The theme of death as rebirth runs throughout many of the great films that deal with the subject, continuing the great lineage of myth and poesy throughout the ages the symbols of which bring us into contact with these mysteries, allowing us to partake of the vivifying energy of the reality in question. Art, if it is devotional and true, is therefore able to make the mystery of death live-giving, bringing to us a glimpse of the mystery of the resurrection that lies at the heart of all the great spiritual traditions of humankind.
A particularly poetic and lovely example of this theme on film is Wim Wenders' Himmelen über Berlin (rather strangely translated as Wings of Desire) where an angel played by Bruno Ganz "falls" (dies) for love, becoming human, passing over into another state of existence, the journey of which is extremely painful and frightening. Yet this death allows him to experience elements of reality he could only heretofore imagine (wonderfully conveyed by the late Peter Falk: "To drink coffee, and to smoke. And if you do it together... it's beautiful."). There is something deeply Christian, in the best possible way, about Wenders' film. It conveys the physicality of death, counter to the teachings of many Eastern religions as well as the ancient Greek philosophers such as Plato, that death is a blessing because the soul is released from its nefarious prison, the body. Instead Wenders turns the equation on its head, showing a disembodied spirit dying and gaining a body, gaining physicality, sensation and limitation. The notion of an incarnate God and a resurrection of the body is so difficult to comprehend (it was considered nothing less than grotesque by the ancient Greeks) that even many Christians don't attempt to face up to it, preferring to believe in souls "going to heaven" (as vague a metaphysical claim as they get). Primarily Christianity teaches the sanctity of matter, that spirit and matter, divine and human have become one, forever connected in and through the mystery of the God-man, Jesus Christ. Wenders, though not tackling these issues explicitly, allows for a spiritual entryway into meditating on these mysteries through his beautiful film, the script of which was deeply inspired by Rilke, one of the greatest poet/philosophers of the Western world.

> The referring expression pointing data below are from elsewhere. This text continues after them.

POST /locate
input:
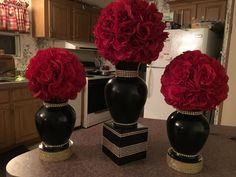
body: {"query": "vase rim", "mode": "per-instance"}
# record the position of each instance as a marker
(187, 112)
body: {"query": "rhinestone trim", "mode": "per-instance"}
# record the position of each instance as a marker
(53, 146)
(183, 155)
(55, 105)
(128, 124)
(125, 73)
(193, 113)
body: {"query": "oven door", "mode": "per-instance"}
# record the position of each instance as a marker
(95, 108)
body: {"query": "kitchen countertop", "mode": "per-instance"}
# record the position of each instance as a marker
(94, 77)
(88, 160)
(12, 84)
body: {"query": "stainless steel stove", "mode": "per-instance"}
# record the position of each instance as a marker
(94, 109)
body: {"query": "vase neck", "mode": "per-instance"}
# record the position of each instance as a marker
(130, 66)
(193, 113)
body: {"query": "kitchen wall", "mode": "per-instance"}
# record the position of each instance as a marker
(228, 111)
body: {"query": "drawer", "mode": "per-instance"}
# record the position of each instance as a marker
(21, 94)
(4, 95)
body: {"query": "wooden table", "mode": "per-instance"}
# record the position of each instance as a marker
(219, 155)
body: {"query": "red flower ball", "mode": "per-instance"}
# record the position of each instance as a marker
(130, 30)
(55, 75)
(194, 81)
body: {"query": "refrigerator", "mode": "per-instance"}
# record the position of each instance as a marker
(178, 41)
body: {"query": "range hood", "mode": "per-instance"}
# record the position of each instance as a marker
(74, 45)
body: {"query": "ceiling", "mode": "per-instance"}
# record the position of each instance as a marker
(100, 3)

A final film worth considering in this context is Carl Theodor Dreyer's Ordet (The Word). Deeply influenced by the works of Kierkegaard (one of the characters seemingly goes insane after reading the works of Kierkegaard and thinks himself to be Jesus) the film is a kind of dialectic where life and death form not opposites but rather two ways in which the same mystery can be approached. The two religious sects portrayed in the film, one representing death, the other life, are both caricatures of true spirituality and it is only in the person (as opposed to the doctrine, the teaching - læren) that the paradox of these two poles can be reconciled and lived out. Johannes, the Jesus figure who represents resurrection both literally and figuratively, is able to reconcile reason and faith, life and death through a certain way of being a person, of opening himself up to the philosophical and spiritual exploration that is necessary for the fulfillment of our human potential, our capacity to rise beyond our desire and need for material comfort, leisure and entertainment and to become truly spiritual beings. The last scene of the film remains among the most powerful ever filmed, the kind of moment that could only be fully conveyed through the medium of cinema and a testament to the devotional character of the art.